“White-collar crime,” is a phrase first used by a distinguished criminologist in the late 1930s to describe activates of the rich and powerful. Edwin Sutherland defined “while-collar” crime as a crime committed by a person of respectability and high social status in the course of his occupation.” Source: Connecticut Public Record Search
In addition, the FBI says, “White-collar crime … is now synonymous with the full range of frauds committed by business and government professionals.”
However, when the same sort of crime takes place in China, the Western media calls it “corruption” and the term “white-collar” is seldom if ever used.
If you read this blog regularly, you may remember that I recently wrote about this topic in The Danger of False Truths. A friend said, “the degree of corruption in China is simply breathtaking,” which was his knee-jerk reaction after reading about thousands of corrupt Chinese officials stealing more than $120 billion dollars from state-owned enterprises over a period of about 15 years.
To clarify a point, before the 1980s, the government in China owned all the factories.
Then China opened its doors to capitalism, and state-owned factories were told to either become profitable or go out of business and many did close their doors.
In China, convicted white-collar criminals go to jail for a long time or are executed. Watch this video to see what happens to most white-collar criminals in the US.
Today, the surviving state-owned factories are managed as if they are private sector businesses and the managers usually do not hold political posts in the government. If these managers skimmed money from the profits of these government-owned businesses, that crime was no different from “white-collar” crimes in America.

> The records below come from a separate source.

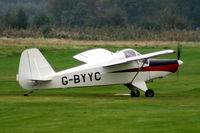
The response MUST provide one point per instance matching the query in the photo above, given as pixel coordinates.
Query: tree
(9, 20)
(21, 20)
(111, 17)
(170, 20)
(75, 17)
(42, 19)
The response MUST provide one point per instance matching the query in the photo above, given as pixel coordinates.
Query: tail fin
(33, 67)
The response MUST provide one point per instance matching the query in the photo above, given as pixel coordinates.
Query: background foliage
(60, 16)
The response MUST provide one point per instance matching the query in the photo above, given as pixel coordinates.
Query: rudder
(33, 67)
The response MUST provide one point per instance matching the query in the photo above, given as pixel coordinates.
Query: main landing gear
(27, 94)
(149, 93)
(136, 93)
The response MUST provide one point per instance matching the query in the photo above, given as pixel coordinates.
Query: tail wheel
(149, 93)
(135, 93)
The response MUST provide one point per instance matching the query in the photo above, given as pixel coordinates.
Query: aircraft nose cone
(180, 62)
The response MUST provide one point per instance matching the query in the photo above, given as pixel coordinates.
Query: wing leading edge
(140, 57)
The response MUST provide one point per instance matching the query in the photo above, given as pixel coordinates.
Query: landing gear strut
(149, 93)
(135, 93)
(27, 94)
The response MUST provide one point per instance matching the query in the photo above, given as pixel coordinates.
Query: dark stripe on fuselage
(156, 65)
(160, 62)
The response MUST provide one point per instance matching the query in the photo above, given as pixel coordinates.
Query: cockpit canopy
(130, 53)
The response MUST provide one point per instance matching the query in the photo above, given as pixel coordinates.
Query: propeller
(179, 51)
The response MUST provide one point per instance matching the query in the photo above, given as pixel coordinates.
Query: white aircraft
(101, 67)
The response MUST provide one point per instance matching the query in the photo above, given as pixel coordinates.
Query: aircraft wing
(140, 57)
(94, 55)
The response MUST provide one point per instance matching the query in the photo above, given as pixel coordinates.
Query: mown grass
(175, 108)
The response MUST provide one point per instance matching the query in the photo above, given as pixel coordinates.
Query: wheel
(149, 93)
(135, 93)
(26, 94)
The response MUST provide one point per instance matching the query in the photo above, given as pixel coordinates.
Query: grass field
(175, 107)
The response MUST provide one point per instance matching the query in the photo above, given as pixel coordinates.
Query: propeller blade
(179, 50)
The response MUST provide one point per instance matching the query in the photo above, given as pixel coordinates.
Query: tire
(135, 93)
(149, 93)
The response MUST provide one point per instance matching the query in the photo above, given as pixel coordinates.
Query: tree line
(144, 14)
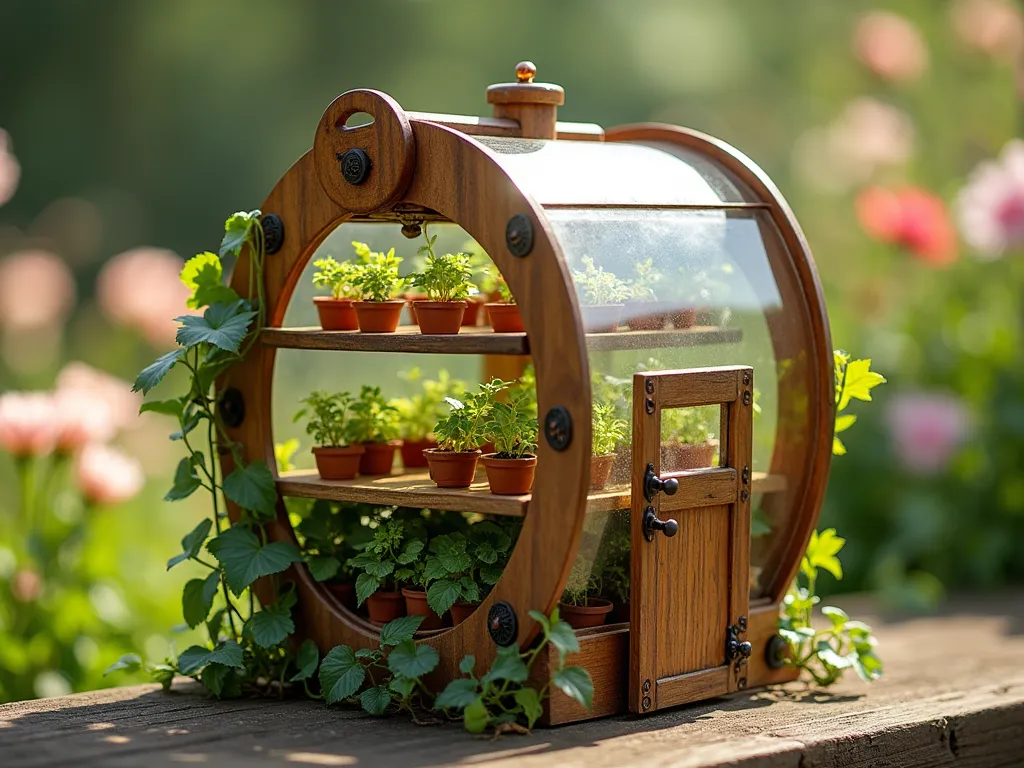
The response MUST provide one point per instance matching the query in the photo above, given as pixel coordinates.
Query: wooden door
(690, 545)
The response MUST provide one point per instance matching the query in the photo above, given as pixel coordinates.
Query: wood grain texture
(955, 704)
(804, 440)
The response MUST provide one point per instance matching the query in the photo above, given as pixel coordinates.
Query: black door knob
(652, 524)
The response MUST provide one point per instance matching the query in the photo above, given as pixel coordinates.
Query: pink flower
(118, 400)
(909, 217)
(10, 171)
(890, 46)
(992, 27)
(927, 428)
(140, 289)
(990, 207)
(105, 475)
(37, 291)
(28, 423)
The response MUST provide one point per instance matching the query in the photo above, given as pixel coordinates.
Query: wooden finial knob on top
(534, 105)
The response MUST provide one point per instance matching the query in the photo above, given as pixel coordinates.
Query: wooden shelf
(482, 340)
(417, 489)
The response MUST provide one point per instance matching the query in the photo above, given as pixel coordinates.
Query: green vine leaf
(341, 674)
(245, 559)
(576, 683)
(410, 659)
(223, 326)
(375, 700)
(195, 658)
(153, 374)
(193, 543)
(252, 487)
(185, 481)
(307, 659)
(197, 598)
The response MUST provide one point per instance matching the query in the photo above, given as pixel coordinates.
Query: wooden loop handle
(368, 167)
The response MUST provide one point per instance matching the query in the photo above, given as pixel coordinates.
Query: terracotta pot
(600, 470)
(379, 458)
(509, 476)
(378, 316)
(472, 315)
(338, 463)
(336, 314)
(412, 298)
(679, 456)
(621, 612)
(461, 611)
(505, 318)
(602, 318)
(385, 606)
(416, 605)
(440, 316)
(345, 594)
(412, 453)
(451, 469)
(683, 317)
(649, 315)
(594, 613)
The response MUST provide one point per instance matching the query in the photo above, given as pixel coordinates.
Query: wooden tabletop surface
(952, 695)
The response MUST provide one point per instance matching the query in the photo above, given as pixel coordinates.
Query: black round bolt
(519, 235)
(354, 166)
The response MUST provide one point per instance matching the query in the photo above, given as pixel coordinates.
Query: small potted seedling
(643, 310)
(337, 457)
(687, 441)
(504, 315)
(608, 432)
(601, 296)
(379, 284)
(581, 606)
(445, 280)
(336, 312)
(460, 434)
(386, 562)
(419, 414)
(374, 425)
(512, 427)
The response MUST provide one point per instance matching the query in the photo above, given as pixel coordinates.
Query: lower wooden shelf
(417, 489)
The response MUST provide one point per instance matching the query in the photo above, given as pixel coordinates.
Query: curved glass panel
(663, 290)
(611, 173)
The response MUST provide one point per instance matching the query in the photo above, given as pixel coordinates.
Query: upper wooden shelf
(481, 340)
(417, 489)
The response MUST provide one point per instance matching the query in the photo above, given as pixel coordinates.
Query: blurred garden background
(130, 130)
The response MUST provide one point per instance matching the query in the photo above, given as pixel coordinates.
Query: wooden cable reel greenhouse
(539, 195)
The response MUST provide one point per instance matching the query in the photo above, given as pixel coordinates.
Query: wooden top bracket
(534, 105)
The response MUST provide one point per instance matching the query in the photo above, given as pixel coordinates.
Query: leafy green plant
(824, 653)
(465, 567)
(377, 278)
(597, 287)
(419, 414)
(513, 427)
(387, 560)
(246, 647)
(443, 278)
(609, 431)
(465, 426)
(374, 419)
(337, 276)
(502, 699)
(328, 418)
(641, 288)
(854, 380)
(390, 677)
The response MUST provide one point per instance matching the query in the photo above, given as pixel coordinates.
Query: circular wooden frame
(801, 289)
(460, 179)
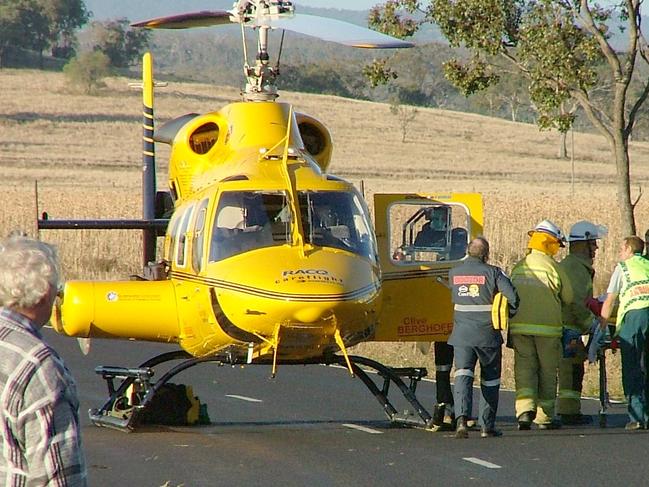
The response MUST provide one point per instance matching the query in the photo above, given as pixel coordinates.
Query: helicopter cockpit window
(336, 219)
(249, 220)
(428, 232)
(181, 237)
(199, 227)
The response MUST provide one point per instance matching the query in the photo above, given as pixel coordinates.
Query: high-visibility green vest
(543, 288)
(635, 286)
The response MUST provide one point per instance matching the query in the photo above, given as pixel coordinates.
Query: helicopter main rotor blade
(205, 18)
(332, 30)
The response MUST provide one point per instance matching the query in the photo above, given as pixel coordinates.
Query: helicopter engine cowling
(316, 139)
(140, 310)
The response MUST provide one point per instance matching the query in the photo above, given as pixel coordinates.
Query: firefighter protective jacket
(579, 270)
(543, 288)
(474, 285)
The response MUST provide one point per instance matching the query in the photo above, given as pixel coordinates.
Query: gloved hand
(594, 305)
(597, 341)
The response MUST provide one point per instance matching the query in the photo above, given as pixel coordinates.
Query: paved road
(316, 426)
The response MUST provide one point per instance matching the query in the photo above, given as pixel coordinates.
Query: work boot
(449, 422)
(552, 425)
(438, 414)
(490, 432)
(525, 420)
(576, 419)
(634, 426)
(462, 430)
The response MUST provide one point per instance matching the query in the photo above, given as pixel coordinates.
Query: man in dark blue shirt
(474, 286)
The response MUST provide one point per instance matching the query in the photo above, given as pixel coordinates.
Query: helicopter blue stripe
(217, 283)
(391, 276)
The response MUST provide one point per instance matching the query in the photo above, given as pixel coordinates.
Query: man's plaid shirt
(39, 409)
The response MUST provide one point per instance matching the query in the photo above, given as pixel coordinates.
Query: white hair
(29, 270)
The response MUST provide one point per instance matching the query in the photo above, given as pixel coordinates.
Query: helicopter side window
(204, 137)
(170, 238)
(249, 220)
(197, 243)
(336, 219)
(428, 232)
(181, 237)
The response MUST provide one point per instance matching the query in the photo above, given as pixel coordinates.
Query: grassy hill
(84, 151)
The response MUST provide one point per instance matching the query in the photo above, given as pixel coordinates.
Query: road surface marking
(362, 428)
(482, 463)
(243, 398)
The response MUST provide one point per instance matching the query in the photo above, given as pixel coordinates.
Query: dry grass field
(84, 151)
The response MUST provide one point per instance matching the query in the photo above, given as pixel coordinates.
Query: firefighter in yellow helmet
(536, 329)
(577, 318)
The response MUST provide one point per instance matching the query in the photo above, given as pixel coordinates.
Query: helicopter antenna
(279, 54)
(245, 48)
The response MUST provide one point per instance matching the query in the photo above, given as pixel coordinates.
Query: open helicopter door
(420, 237)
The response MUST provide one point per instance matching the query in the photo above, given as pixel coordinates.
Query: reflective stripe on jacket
(543, 288)
(579, 270)
(635, 286)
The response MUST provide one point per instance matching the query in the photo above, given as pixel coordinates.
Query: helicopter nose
(309, 314)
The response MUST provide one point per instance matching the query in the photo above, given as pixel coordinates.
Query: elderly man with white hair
(39, 430)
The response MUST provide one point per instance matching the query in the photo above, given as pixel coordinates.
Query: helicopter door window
(249, 220)
(181, 237)
(199, 236)
(336, 219)
(170, 239)
(428, 232)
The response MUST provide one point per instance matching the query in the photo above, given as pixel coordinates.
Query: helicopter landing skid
(137, 389)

Usually, when I read or hear a criticism of China, I research the country where the criticism originated, which is mostly from the US.
What I learned about white-collar corruption in the United States may shock you.
Security expert Troy Williams says that as many as 30 percent of the average company’s employees do steal, and another 60 percent will steal if given a motive and opportunity. Some estimates indicate that more than $600 billion is stolen annually (in the US), or, roughly $4,500 per employee. According to the U.S. Department of Commerce, about a third of all business failures each year trace back to employee theft and other employee crime.
The FBI says employee theft is “the fastest growing crime in America”, and the U.S. Chamber of Commerce estimates that 75% of all employees steal from their workplace and that most do it on a regular basis. Furthermore, the American Society of Employers estimates that 20% of every dollar earned by a U.S. company is subsequently lost to employee theft.
However, when the theft of a $120 billion in China over a period of fifteen years elicits “the degree of corruption in China is simply breathtaking“, what describes the degree of corruption in the United States after learning that over the same period of time white-collar corruption in the US adds up to $9 trillion dollars or 75 times what was reported stolen in China?